To install Git, consult the Git Installation Guide, which offers comprehensive instructions for a variety of operating systems. This ensures you can efficiently set up Git on any development environment.

# installation on mac with brew
brew install git

# install on linux with apt
sudo apt install git

How should you use Git for your project?

For Git beginners, starting with a foundational tutorial, such as the one provided by GitHub's Git Tutorial, is recommended. Here's a simplified guide to using Git in your project:

Initialize Git: In your project directory, execute git init to create a new local Git repository.
Stage Files: Stage files for your next commit with git add <file>, for instance, git add README.md LICENSE.txt.
Check Status: Use git status to view staged changes, unstaged changes, and untracked files.
Commit Changes: With git commit -m "Initial Commit", commit your staged changes to the repository, including a descriptive message about the changes.

Should you commit every file in your project?
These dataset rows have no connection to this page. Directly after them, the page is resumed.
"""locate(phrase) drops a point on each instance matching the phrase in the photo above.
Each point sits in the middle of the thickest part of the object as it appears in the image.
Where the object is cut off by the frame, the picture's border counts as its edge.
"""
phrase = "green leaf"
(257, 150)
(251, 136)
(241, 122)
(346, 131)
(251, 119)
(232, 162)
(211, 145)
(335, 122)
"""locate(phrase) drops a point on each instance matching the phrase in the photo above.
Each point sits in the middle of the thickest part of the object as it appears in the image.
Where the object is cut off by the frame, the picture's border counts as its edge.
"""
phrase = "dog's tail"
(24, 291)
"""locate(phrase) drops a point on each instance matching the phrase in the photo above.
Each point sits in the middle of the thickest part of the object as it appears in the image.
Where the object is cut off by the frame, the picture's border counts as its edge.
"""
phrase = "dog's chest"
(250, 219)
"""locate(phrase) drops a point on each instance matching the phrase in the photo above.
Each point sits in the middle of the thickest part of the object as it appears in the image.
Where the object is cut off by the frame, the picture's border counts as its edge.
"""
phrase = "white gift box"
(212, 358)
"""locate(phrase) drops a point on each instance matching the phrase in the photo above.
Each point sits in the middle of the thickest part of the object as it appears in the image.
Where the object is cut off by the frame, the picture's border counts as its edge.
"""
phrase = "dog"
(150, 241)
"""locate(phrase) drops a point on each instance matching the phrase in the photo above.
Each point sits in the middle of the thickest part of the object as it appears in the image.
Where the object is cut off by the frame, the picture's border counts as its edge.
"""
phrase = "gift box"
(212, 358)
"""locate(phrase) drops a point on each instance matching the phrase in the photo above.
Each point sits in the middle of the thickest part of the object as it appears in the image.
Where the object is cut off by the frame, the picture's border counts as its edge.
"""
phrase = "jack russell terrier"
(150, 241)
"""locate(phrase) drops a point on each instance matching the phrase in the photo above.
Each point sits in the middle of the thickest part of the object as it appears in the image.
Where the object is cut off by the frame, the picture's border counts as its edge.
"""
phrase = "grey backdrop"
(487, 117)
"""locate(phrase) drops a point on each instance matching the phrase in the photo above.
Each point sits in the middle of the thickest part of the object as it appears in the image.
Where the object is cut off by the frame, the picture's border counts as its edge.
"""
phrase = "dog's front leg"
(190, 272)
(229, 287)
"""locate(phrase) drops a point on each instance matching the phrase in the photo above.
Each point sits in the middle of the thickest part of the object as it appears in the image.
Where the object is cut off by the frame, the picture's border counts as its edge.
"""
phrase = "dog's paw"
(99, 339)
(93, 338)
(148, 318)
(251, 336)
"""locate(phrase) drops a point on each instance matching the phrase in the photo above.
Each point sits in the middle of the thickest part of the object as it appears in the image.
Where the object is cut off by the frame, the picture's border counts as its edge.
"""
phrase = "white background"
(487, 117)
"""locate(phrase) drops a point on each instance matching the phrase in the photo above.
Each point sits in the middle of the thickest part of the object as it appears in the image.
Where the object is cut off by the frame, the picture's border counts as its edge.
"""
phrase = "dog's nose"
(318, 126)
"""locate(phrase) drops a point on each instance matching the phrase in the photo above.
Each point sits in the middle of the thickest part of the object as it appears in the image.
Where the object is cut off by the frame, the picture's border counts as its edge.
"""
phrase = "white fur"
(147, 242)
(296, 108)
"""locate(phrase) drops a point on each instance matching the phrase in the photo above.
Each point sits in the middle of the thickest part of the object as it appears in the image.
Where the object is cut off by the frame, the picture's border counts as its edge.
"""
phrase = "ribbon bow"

When using Git, it's important to selectively track files. Consider the following guidelines:

Exclude Secrets: Sensitive data, such as API keys and passwords, should never be committed to your repository.
Manage Large Files: For files exceeding 100MB (e.g., dataset files), use Git Large File Storage (git-lfs) instead of directly committing them to your Git repository.
Omit Cache Files: Do not track temporary or environment-specific files (e.g., .venv, mlruns, log files) that don't contribute to the project's primary function.

To exclude certain files and directories from being tracked, create a .gitignore file in your project's root directory. This file should list patterns to match filenames you wish to exclude, for example:

# https://git-scm.com/docs/gitignore

# Build
/dist/
/build/

# Cache
.cache/
.coverage*
.mypy_cache/
.ruff_cache/
.pytest_cache/

# Editor
/.idea/
/.vscode/
.ipynb_checkpoints/

# Environs
.env
/.venv/

# Project
/docs/*
/mlruns/*
/outputs/*
!**/.gitkeep

# Python
*.py[cod]
__pycache__/

Adhering to these practices ensures your repository remains streamlined, containing only pertinent project files and thus enhancing the clarity and efficiency of your development process.